Bitte was möchtest du uns sagen?

"lasst den Kormoranen doch ihre Fische"

Hört sich ja süss an. So als wenn da hin und wieder mal nen hübsches schwarzes Vögelchen rüberfliegt und sich ein kleines Rotauge holt und dann für 10 Tage weg ist...

Hat nur mit der Realität nichts zu tun. Wir freuen uns total über die Vögel. Wir zahlen 250 Euro Mitgliedbeitrag für ein Gewässer und alle Fische die unter 1,5 Kg wiegen haben keine Chance. Teilweise werden auch Fische von 2,5 Kg mit Kormoranangriffsspuren gefunden/gerissen/gekeschert. Die hübschen kleinen Vögelchen können wohl nicht immer unterscheiden, ob die Mahlzeit nun passt oder nicht und hauen erstmal drauf.

Bei den Stören kommt das jedenfalls nicht vor.

Und was ist wegen zurücksetzen?
Was sollen wir denn machen?
Innerhalb von einem Jahr den Hecht und Karpfenbestand plattmachen und dann ein leeres Gewässer haben?

Offenbar hast du es nicht verstanden. Deshalb noch einmal.
Wir würden gerne ein funktionierendes Gewässersystem mit den heimischen Fischen in mit einer guten Altersstruktur im Gewässer haben.
Es ist aber einfach nicht möglich. Deshalb werden wir gezwungen solche Fische zu besetzen.


----------



## Allrounder27 (25. August 2012)

*AW: Störe einsetzen*

Teich haben wir seit über nem viertel Jahrhundert. Damals gabs das Kormoranproblem noch nicht so.

Wenn wir das Kormoranproblem nicht hätten, würden wir es genauso handhaben wie du. Heimische Fische und vorsichtig mit dem Bestand umgehen und sich über ein intaktes Ökosystem erfreuen.

Wir haben übrigens schon grosszügige Schutzbereiche und Laichmöglichkeiten geschaffen, die jedes Jahr einen Haufen Arbeit verursachen.

Schwarzangler haben wir nicht, da ständig Leute am See sind. Wovon dich die Kormorane aber nicht beeindrucken lassen.

Den Seitenhieb mit dem Psychiater kannst du dir sparen. Für sowas sollen Leute schon ne Verwarnung bekommen haben... 

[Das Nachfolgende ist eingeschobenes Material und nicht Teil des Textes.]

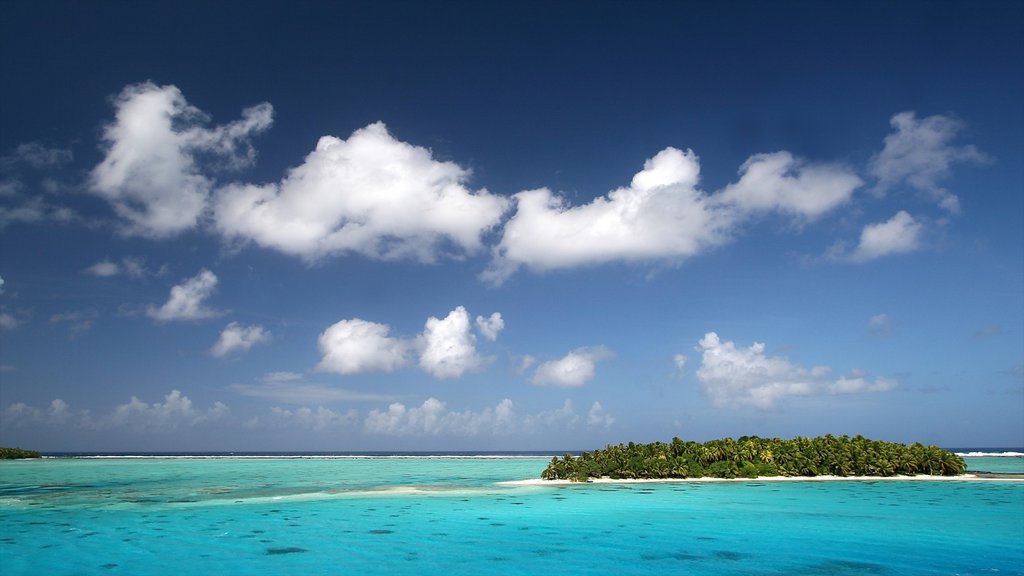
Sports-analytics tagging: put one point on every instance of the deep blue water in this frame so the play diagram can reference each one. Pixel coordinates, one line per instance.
(451, 516)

Dann sag uns mal eine Alternative für unser Problem. Du scheinst dich ja auszukennen... Wenn dir nichts praktikables einfällt, dann kann ich dir gerne unsere Kontonummer geben. Dann kannst du uns jedes Jahr 10-15T Eur. überweisen und damit würden wir es dann evtl. schaffen ein paar heimische Fische anzusiedeln.


----------



## Dorschbremse (25. August 2012)

*AW: Störe einsetzen*



Allrounder27 schrieb:


> Den Seitenhieb mit dem Psychiater kannst du dir sparen. Für sowas sollen Leute schon ne Verwarnung bekommen haben...




Es wurde niemand konkret mit dieser Aussage behelligt---

Aber ein wenig mehr Sachlichkeit wäre schön....|wavey:


----------



## Allrounder27 (25. August 2012)

*AW: Störe einsetzen*

Ist es dein ernst, Welse mit Stören zu vergleichen?
Und was du in #12 sagen wolltest hast du immernoch nicht erklärt.

Störe vermehren sich nicht und fressen überwiegend am Grund. Ausserdem sind die extrem einfach zu fangen. Wenn wir unsere raus haben wollen, wird das nicht länger als 1-2 Wochen dauern.

Welse dagegen sind eine Katastrophe für jedes kleinere und mittelgroße Gewässer und von deren Besatz würde ich absehen.

Wenn eine Behörde anfragt: Fische sind durch Vogelflug reingekommen, oder wurden wohl von Fremden in den Teich geschmissen. Dann kann die Behörde auch gleich mit Rat und Tat zur Seite stehen. 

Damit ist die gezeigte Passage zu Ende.